Visit the nightlife scene long enough and you'll inevitably encounter a stranger crying in a bar bathroom. This is always an awkward scenario, especially if he/she is blocking the sink.

I always try to at least briefly acknowledge the tears. I generally succumb to a simple, "Are you OK?"

Yes, I know it's trite and obviously the woman is not OK because she's crying. Whatever. Formalities, people!

Generally, your conversation will end with that exchange.

Occasionally the person will unload a bunch of emotional baggage on you, but you're more likely to get a dishonest "yeah, I'm fine."

Weigh in: How do you handle tearful strangers?

When "I love you" doesn't count

I watched bits and pieces of Monday's "Bachelorette" finale -- enough to make me reflect on the complexities of life and love. Not bad for a cheesy reality TV show.

Anyway, I'm always baffled when reality shows equate "I've fallen in love with you" with "I love you."

A typical conversation often follows this pattern:

Person A: "I've completely fallen in love with you."

Person B: "I was so happy when Person A told me he loved me."

Are those two expressions really synonyms? I don't know.

It seems like "I've fallen in love with you" lacks some of the emotional depth and vulnerability that comes with saying "I love you."

Falling in love with someone signals more infatuation, while actually loving someone seems to mark a deeper relationship.

I remember on "Gossip Girl" when Chuck finally told Blair he loved her -- not by actually saying he loved her, but saying, "I love you, too." Many people thought his line wasn't as real as "I love you."

Of course, the most important thing is to find someone whose variety of "I love you" puts butterflies in your stomach.

It's a little safer than the Brendon/Rachel route from "Big Brother 12" -- saying "I love you" less than 30 days into a reality TV competition that involves slop.

I won't lie: I was disgusted and jealous at the same time.

Monday, August 2, 2010

He said, she said

CouplesSpark is one of the newest conflict resolution websites attracting attention.

The setup isn't too complicated: You submit your relationship problem, receive online feedback from people you've never met and skip into the sunset holding hands.

Or, you might just end up more confused than ever.

It's not the first time I've written about a tendency to put your relationship's future in the hands of a nameless, faceless jury.

Sometimes, their impartiality is refreshing. Other time, it's confusing.

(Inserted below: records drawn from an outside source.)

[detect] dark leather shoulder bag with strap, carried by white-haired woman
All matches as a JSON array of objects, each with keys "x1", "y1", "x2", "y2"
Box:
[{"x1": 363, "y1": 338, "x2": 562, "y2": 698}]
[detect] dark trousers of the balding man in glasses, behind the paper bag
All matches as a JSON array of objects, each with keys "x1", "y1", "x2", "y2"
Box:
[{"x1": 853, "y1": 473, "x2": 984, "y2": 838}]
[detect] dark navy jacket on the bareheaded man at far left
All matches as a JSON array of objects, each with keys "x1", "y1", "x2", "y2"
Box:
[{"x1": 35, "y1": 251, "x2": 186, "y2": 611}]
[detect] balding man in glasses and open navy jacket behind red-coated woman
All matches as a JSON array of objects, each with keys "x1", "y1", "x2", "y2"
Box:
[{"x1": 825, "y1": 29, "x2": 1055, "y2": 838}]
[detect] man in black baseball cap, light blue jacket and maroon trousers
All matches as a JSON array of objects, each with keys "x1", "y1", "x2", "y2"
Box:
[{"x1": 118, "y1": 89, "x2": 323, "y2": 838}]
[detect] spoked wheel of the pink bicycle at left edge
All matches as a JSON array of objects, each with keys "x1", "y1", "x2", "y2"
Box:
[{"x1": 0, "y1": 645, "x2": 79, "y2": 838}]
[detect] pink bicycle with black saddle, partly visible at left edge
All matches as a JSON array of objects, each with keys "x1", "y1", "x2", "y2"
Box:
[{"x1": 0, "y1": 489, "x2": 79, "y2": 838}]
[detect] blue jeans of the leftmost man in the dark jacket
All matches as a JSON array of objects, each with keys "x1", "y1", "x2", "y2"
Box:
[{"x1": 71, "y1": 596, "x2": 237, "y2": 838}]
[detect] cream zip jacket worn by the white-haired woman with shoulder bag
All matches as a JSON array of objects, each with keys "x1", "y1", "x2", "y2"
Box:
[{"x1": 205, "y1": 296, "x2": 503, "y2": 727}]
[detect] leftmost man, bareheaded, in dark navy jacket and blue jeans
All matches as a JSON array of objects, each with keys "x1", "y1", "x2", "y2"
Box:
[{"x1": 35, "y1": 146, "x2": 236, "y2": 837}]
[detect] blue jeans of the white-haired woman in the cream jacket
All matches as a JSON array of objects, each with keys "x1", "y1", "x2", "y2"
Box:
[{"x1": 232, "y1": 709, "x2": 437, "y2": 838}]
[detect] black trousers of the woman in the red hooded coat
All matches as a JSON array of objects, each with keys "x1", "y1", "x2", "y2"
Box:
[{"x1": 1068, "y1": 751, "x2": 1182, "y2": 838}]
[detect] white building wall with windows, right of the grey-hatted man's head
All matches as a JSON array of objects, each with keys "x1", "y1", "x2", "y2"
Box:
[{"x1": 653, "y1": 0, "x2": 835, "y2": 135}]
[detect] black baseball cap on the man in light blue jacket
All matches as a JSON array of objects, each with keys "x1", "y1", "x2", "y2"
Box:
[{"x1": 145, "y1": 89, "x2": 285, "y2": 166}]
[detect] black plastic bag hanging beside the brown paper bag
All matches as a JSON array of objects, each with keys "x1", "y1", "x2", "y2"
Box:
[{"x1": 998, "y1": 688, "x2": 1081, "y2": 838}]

The bottom line: Occasional bits of outside wisdom are OK. But if you really want your relationship to thrive, you have to know how to find the roots of conflict on your own.

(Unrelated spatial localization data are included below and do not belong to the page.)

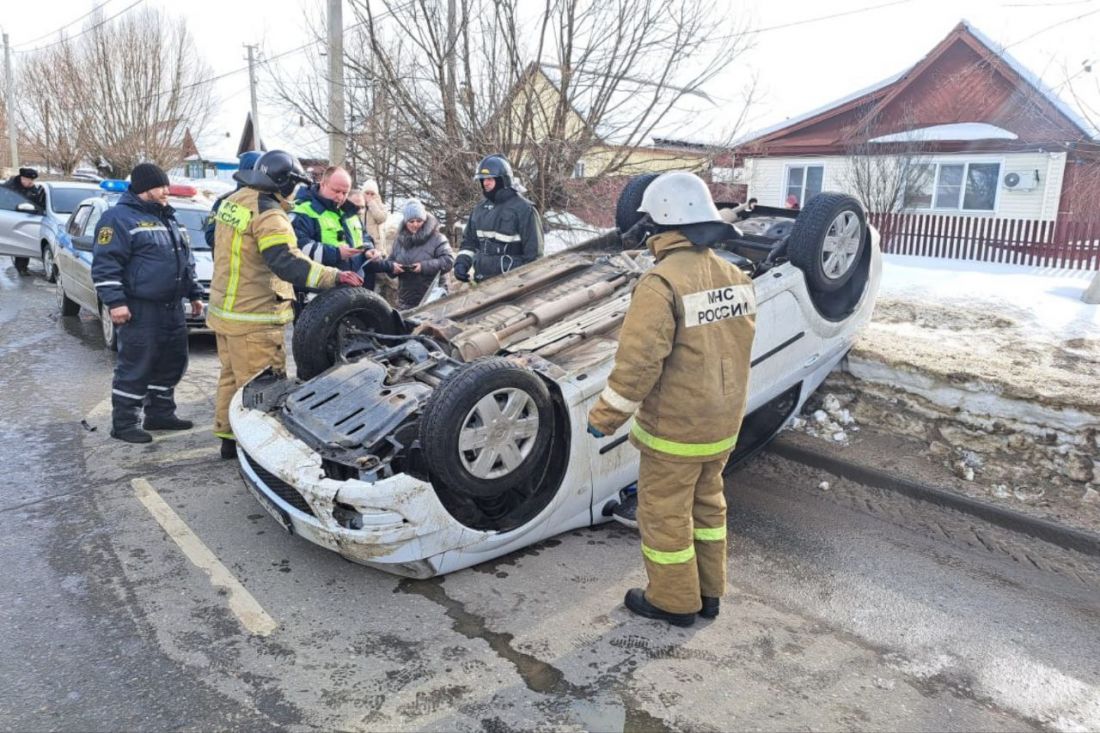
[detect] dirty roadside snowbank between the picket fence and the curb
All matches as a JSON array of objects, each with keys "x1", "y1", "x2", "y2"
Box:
[{"x1": 792, "y1": 255, "x2": 1100, "y2": 530}]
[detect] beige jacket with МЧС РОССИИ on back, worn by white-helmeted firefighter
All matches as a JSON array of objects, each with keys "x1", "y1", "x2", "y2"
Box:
[{"x1": 589, "y1": 231, "x2": 756, "y2": 462}]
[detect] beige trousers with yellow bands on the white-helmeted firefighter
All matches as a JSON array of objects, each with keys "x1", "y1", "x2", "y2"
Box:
[{"x1": 638, "y1": 451, "x2": 729, "y2": 613}]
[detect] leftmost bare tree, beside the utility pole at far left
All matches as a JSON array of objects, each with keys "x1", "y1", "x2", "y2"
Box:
[{"x1": 18, "y1": 41, "x2": 84, "y2": 174}]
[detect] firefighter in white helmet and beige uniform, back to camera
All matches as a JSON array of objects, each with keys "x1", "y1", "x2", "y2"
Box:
[{"x1": 589, "y1": 172, "x2": 756, "y2": 626}]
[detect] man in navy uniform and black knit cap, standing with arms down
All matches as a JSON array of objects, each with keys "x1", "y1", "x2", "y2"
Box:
[{"x1": 91, "y1": 163, "x2": 202, "y2": 442}]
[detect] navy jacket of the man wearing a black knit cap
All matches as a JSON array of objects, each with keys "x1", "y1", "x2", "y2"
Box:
[{"x1": 91, "y1": 190, "x2": 202, "y2": 307}]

You know, without insights from LoveExpert2742.

Thoughts?

Can't buy me love?

We're not only talking about love. Maybe money can buy you class, too.

Time magazine describes the rising popularity of high-end matchmaking services, a slightly strange trend given our shaky economy.

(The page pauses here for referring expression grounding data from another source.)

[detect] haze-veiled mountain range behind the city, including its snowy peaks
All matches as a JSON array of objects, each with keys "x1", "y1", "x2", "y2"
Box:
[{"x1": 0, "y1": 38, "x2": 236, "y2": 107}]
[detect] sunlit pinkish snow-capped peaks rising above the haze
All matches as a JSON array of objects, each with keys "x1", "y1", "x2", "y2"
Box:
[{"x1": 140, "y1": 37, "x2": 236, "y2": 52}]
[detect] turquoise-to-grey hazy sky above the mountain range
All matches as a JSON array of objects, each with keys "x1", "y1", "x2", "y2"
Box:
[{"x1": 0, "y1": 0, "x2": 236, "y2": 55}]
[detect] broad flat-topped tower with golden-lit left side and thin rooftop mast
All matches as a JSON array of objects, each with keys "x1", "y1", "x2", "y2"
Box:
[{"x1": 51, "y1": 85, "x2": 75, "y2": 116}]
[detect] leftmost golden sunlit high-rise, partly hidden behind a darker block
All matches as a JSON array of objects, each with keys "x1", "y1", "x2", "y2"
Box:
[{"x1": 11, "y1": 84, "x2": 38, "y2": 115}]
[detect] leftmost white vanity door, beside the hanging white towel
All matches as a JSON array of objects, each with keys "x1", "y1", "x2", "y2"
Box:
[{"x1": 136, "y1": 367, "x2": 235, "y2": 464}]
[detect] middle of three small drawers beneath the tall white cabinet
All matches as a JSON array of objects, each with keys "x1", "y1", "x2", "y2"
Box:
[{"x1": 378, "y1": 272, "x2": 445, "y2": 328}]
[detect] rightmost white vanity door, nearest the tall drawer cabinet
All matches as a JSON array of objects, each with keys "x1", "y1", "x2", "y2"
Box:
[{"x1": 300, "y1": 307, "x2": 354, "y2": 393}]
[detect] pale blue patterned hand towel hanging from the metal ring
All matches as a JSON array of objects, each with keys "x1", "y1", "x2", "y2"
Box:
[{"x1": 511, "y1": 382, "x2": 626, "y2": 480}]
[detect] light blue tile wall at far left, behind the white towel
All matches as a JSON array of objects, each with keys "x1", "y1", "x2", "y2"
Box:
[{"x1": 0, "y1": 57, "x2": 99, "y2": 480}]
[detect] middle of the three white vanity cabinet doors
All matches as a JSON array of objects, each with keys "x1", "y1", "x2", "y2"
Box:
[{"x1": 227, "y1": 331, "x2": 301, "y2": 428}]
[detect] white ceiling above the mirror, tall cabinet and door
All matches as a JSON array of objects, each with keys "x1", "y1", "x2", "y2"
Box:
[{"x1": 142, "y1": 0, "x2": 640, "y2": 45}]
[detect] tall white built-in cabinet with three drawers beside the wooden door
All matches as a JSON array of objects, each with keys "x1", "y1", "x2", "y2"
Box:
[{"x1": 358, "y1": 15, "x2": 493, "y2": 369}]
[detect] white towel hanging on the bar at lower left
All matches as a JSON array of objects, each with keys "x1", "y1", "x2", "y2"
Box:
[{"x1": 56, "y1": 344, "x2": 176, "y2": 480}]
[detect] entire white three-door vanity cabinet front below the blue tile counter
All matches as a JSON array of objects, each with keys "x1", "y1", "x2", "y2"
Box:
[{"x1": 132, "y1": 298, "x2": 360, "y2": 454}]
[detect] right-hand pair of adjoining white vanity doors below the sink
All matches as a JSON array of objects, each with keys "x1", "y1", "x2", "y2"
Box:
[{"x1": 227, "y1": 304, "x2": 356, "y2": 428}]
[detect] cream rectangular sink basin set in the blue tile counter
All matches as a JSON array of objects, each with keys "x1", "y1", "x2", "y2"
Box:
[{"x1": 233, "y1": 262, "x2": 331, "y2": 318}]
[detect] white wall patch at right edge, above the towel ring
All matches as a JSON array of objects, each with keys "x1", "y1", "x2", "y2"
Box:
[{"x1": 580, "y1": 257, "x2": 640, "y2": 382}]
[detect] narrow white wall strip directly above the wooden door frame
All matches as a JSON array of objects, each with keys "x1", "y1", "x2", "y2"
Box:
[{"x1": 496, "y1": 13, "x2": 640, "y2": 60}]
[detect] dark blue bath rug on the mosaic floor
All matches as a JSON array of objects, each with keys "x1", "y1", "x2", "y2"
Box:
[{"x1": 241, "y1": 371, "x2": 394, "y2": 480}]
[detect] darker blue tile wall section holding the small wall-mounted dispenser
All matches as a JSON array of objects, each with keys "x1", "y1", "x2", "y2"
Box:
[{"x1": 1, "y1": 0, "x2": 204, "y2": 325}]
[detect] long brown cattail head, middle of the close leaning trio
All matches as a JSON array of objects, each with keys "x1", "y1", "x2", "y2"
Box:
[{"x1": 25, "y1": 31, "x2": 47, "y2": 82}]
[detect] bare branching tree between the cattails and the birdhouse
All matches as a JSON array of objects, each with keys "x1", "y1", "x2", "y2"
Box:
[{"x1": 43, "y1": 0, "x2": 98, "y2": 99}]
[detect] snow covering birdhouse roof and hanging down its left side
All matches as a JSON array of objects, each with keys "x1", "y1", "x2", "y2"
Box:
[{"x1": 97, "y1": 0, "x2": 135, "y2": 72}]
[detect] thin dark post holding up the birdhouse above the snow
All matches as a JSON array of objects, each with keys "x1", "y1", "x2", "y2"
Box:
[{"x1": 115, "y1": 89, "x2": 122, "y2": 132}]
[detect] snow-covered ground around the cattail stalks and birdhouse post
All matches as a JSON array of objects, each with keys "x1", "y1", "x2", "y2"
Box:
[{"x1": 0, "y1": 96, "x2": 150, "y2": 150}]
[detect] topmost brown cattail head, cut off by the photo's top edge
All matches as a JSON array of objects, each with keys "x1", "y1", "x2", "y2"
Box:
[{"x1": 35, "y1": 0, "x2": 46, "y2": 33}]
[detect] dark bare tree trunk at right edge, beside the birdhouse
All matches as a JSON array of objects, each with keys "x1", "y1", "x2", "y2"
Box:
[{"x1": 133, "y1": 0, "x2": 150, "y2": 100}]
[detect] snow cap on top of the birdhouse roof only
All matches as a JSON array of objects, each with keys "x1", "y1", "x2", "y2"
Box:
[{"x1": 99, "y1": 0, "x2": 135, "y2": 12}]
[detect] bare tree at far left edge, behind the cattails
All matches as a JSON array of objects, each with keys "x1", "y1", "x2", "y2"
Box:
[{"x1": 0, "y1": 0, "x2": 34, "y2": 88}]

What keeps high-end matchmakers in business? Naturally, a big part of it is rich clients -- busy executives who don't have time to find love on their own.

Another factor is the frustration that comes with being set up on a series of unsuccessful dates based on friends' recommendations.

It gets to a point where investing in an expensive professional matchmaker seems worthwhile, given a higher possibility for success.

It's kind of like cutting your own hair. Sure, you could go the DIY route, but you'll likely end up frustrated. So why not save some money and pay a professional for something that will last longer and make you happy?